Aggiunge Franco: “In ogni caso, dovranno valutarsi gli strumenti di protezione concretamente posti in essere dalla struttura, i meccanismi e modelli organizzativi, adottati al fine di prevenire il diffondersi del virus nella struttura stessa. È infatti da dimostrare che l’epidemia e il contagio all’interno degli ospedali fossero eventi del tutto imprevedibili e inevitabili, specie nel momento in cui la diffusione del virus era ormai divenuta nota alle autorità sanitarie. La responsabilità in capo alle Rsa si configura, insomma, come di tipo generalmente omissivo – chiarisce ancora l'avvocato - per non avere posto in essere misure adeguate al fine di evitare il contagio all’interno della stessa, ad esempio mediante appositi strumenti di isolamento”.
Il “ristoro” e i danni
In definitiva, alla luce di quanto previsto dalla legge, “è evidente che chi ha avuto un genitore deceduto in una Rsa a causa del Covid-19 ha ottime possibilità di ottenere il ristoro del pregiudizio patito – conclude Franchi - Ma quali danni?
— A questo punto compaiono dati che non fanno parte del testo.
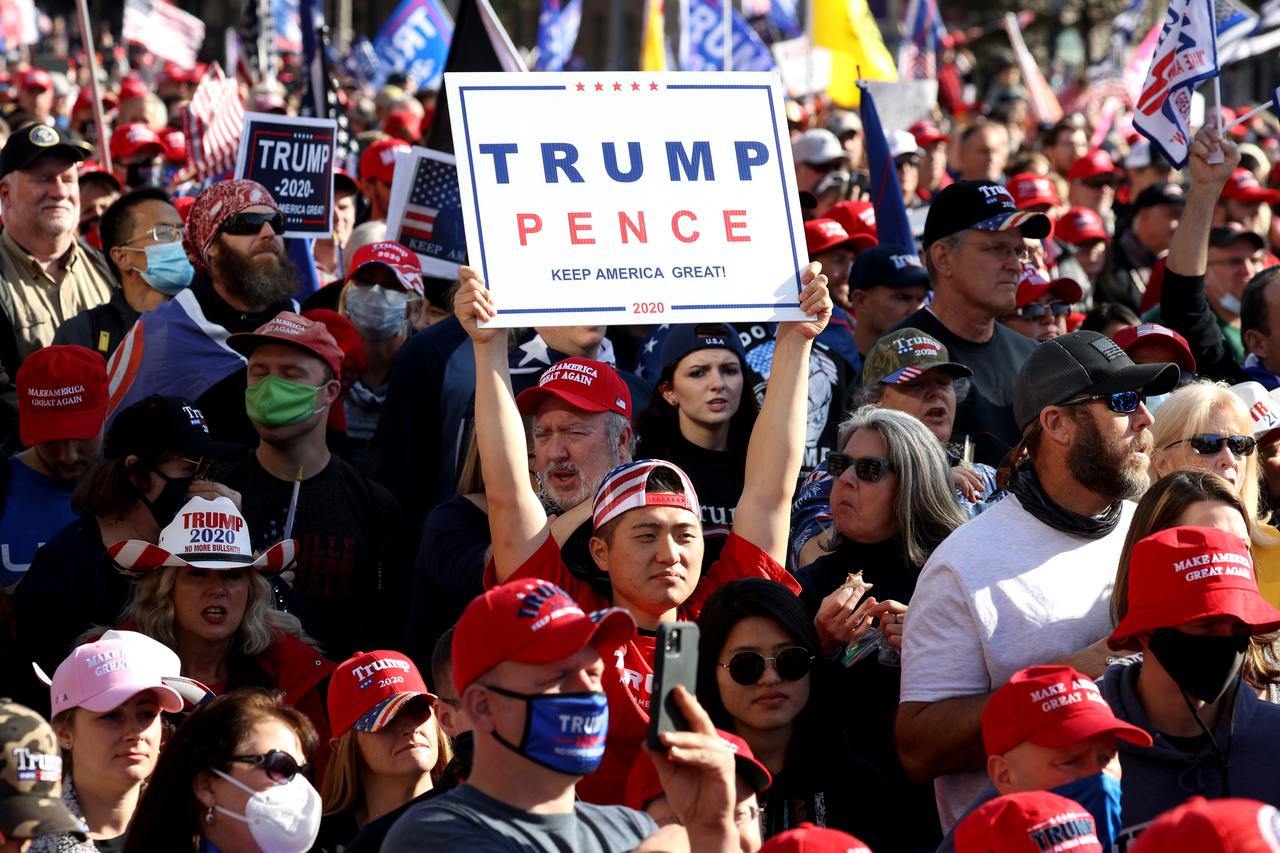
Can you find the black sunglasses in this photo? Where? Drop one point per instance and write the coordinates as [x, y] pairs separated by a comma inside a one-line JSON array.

Sicuramente quelli subiti dall’anziano, tra i quali quello biologico, derivante dalla perdita della propria vita. Danno, questo che può essere chiesto dagli eredi. Vi sono poi quelli morali, invocabili da chiunque avesse un rapporto affettivo con il compianto”. Come procede, allora? Franchi suggerisce che, sulla base dell'articolo 8 della stessa legge Gelli, “chi intende esercitare davanti al Giudice civile un’azione di risarcimento danni derivante da responsabilità sanitaria presenti innanzitutto un ricorso (ai sensi dell’art. 696 bis c.p.c.). Il giudice, una volta depositato il ricorso, provvederà a nominare un medico legale e un medico specializzato nella disciplina oggetto della controversia. A questa consulenza dovranno partecipare sia le parti in causa ma anche la compagnia assicurativa della Rsa, con l’obbligo di formulare l’offerta risarcitoria o, al contrario, i motivi per cui si ritiene di non doverla formulare”.